Manuela Andreoni and Ernesto Londono. Loss from Brazil Fire Felt Like ‘New Genocide,” New  York Times, September 14, 2018, p. A4. 

“It’s the museum that’s on fire!” Said Jose Urutau Guajajara, a member of the Tenetehara-Guajajara tribe who had been researching his people’s heritage in the archives of Brazil’s National Museum for more than a decade.  “We can still manage to put it out with buckets.”
    By the time they reached the centuries-old place , home to the world’s largest archive of indigenous Brazilian culture and history, flames had butted the building’s core and a dense column of smoke towered above it. 
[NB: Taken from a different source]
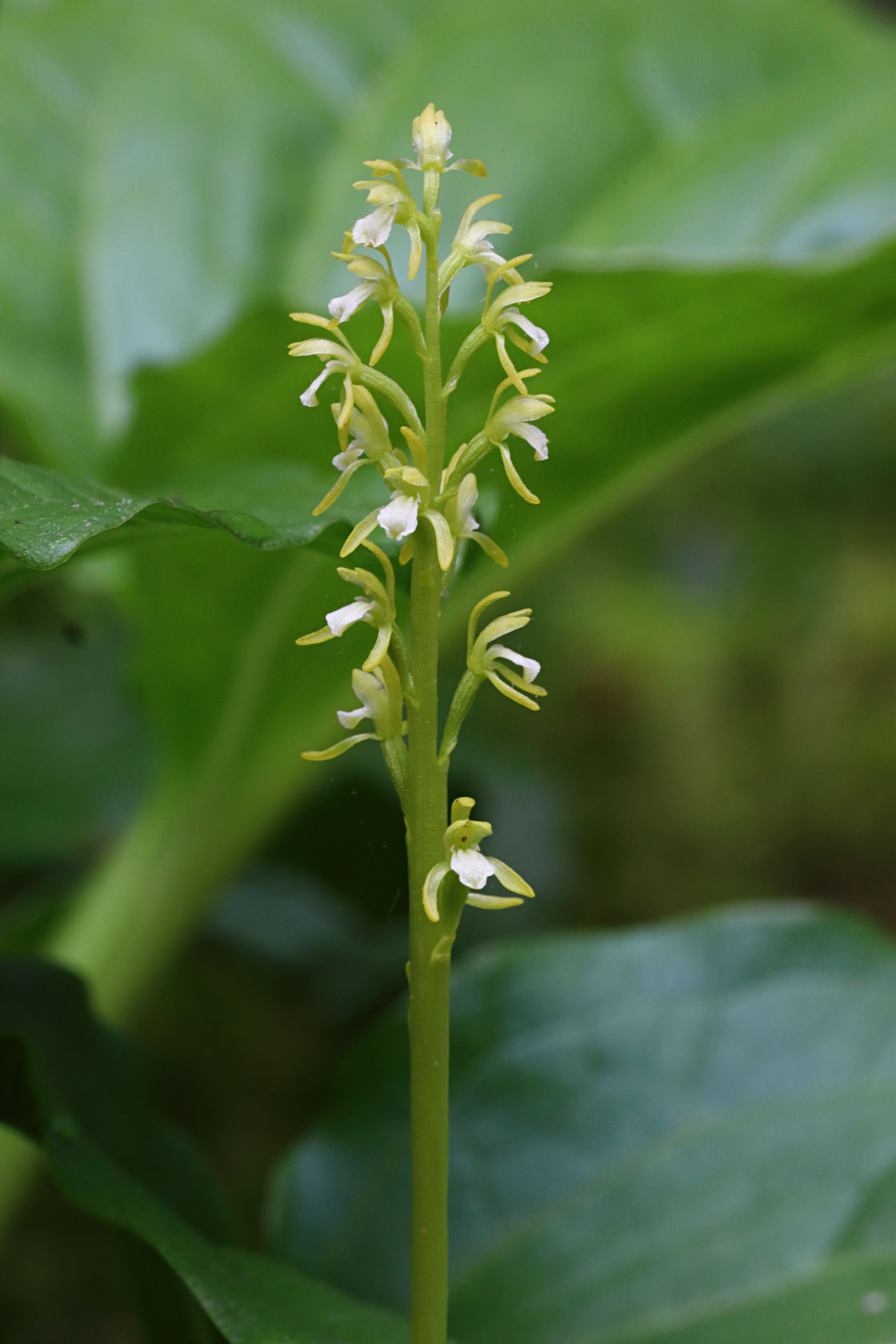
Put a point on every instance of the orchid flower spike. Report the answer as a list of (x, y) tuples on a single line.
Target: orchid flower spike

“This is like a new genocide, as though they had slaughtered all these indigenous communities again,” Mr. Gajajara said. “Because that was where our memories resided.”

COMMENT:

The grief of cultural loss is unbearable.

Libraries and archives preserve textual information, which means they privilege textual cultures whether they mean to or not.  Artifacts and texts that describe pre-genocide indigenous cultures were often collected by cultural outsiders. Yet those scraps of information are often all that’s left to reconstruct cultural memory.

In the University of Utah Marriott Library there is a truly beautiful artwork [1] that incorporates textual excerpts from the library collection of  Mormon pioneer diaries. The library is justifiably proud to highlight this special collection.  Still, the diaries tell a one-sided text-based story. The Mormon pioneers didn't move into an inhabited place. They settled a cultural landscape that was already occupied by Ute, Goshute, Paiute, Shoshone and Navajo people. The diaries don't record non-textual cultural memory that is embedded in Utah’s desert landscape. That failure of information has real-world consequences. 


[1] Paul Housberg, Another Beautiful Day has Dawned Upon Us (2008). Handcrafted, kiln cast colored glass silvered on the back. Selected diary passages, from the Library’s private collection about the westward migration, are included in the four unique murals. The work was commissioned by the State of Utah as part of Utah’s Percent-for-Art Program, 2008.